Aquí todo discurso sobre la fealdad suena a melodrama forzado, convierte a las mujeres en pequeñas ciegas con todos los vicios de la negadora. Desde un fracaso escolar hasta la debacle de su matrimonio se interpretan como la consecuencia de ser corrientona o rellenita (sic). El exceso (de operaciones, lágrimas, quejas, competitividad) llega a postular que ellas no sólo quieren ser lindas sino más lindas que la otra. The Swan despliega el placer de la incorrección, quiebra el tono del doctor Rey (“Opero para dar felicidad”) y el del Extreme Make Over de Sony (“Opero por fidelidad a la forma”), legitimando el tabú: aquí, las pacientes se matan para ganarle a la rival, reciben una cirugía más que la que deberían, todas a la vez y, de ser posible, contribuirán al shock final cuando se vean transformadas después de una ceguera de tres meses. Las histéricas Rachel y Kelly no estarán conformes con su conversión a pulposas del estilo Alejandra Pradón y Anna Nicole Smith, respectivamente, sino que anhelan descartar a la de al lado, estimuladas por sus coachs personales que las azuzan como en riña de gallos para perder unos kilitos más. The Swan construye una impunidad discursiva que deja atónitos: reduce el universo a la dicotomía belleza/fealdad, construye un mundito aparte en el que la psicóloga interpreta el calvario de la niñez por la papada, en el que el éxito es sinónimo de proporciones dando a esta crónica el estatuto de historia ficcional.
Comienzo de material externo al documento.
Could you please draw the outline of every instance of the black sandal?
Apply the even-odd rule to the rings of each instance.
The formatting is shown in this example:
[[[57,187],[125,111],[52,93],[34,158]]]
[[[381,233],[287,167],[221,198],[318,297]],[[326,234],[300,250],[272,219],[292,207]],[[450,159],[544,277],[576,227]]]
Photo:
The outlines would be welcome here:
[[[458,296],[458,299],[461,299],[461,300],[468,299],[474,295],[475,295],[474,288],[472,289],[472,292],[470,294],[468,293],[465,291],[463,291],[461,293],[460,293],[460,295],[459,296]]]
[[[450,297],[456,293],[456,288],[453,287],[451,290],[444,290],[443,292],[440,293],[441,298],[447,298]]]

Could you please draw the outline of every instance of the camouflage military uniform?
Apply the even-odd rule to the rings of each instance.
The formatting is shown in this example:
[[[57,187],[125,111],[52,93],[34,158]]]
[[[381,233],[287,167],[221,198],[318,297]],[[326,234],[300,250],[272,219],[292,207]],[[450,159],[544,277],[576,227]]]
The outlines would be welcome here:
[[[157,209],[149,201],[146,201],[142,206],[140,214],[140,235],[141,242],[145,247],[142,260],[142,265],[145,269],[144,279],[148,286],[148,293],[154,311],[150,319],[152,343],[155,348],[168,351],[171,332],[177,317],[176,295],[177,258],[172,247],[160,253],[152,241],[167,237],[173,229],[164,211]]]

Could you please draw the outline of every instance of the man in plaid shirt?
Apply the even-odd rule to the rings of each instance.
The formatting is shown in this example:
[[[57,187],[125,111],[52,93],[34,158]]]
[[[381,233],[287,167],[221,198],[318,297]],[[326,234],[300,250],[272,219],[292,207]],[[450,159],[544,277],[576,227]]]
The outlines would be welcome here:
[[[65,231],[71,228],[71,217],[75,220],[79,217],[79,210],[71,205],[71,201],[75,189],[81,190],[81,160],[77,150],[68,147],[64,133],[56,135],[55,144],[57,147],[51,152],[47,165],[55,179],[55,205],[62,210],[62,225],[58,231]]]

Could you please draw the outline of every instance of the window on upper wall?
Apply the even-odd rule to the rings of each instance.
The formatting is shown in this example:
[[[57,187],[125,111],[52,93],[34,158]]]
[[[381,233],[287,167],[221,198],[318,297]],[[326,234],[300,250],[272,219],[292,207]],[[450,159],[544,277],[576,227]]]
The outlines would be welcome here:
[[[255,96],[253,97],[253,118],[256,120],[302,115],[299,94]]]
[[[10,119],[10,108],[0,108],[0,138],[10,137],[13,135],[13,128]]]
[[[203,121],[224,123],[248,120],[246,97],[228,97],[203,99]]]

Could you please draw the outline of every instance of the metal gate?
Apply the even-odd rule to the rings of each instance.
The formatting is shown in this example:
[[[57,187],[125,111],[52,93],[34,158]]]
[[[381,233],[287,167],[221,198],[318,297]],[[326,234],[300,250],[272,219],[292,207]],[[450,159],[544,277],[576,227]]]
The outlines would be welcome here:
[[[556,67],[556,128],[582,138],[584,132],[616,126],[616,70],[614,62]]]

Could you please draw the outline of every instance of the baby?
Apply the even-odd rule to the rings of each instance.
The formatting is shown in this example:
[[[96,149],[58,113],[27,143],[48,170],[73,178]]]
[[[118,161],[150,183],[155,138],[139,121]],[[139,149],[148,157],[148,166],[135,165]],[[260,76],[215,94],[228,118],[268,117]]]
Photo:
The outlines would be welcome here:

The Swan se ilustra como un parque temático, como si la escena fuera una reproducción de palacete medieval, como si todo elemento (falsas cortinas bordó, falsos motivos art déco, falsas tetas y sonrisas) estuviera en lugar de un original ausente. Hay aquí una extraña coherencia regida por el artificio: es hacer como si fueran cenicientas compensadas, llenar los planos de lágrimas enormes que se deslizan por la mejilla recién operada, en un kitsch que reserva un clímax para el final. Se revelarán como ¿bellezas? atípicas: Kelly derivó en una regordeta lechosa del tipo Anna Nicole Smith o la local Silvia Süller, de pechos enormes, caderas inabarcables, extensiones platinadas como de muñeca Barbie... Rachel tiene 27 pero parece de 40, con su cuerpo como placard, su sonrisa estirada que no se altera ni cuando llora. El exceso, como recurso, reúne varios requisitos del buen show: atrapa para celebrar la aparición del adefesio, estimula la conversación encabezada por la frase ¿cómo pueden...?, genera empatía con las sufrientes ignoradas por sus maridos, despreciadas por padres y maestros por su dentadura torcida, su aspecto de fenómeno, su exhibición a la cámara –primero– de rollos, narices curvas y pechos caídos y –después– de muecas rígidas y tetas como pelotas hasta inducir en el público una sentencia reparadora: Al final, no estábamos tan mal.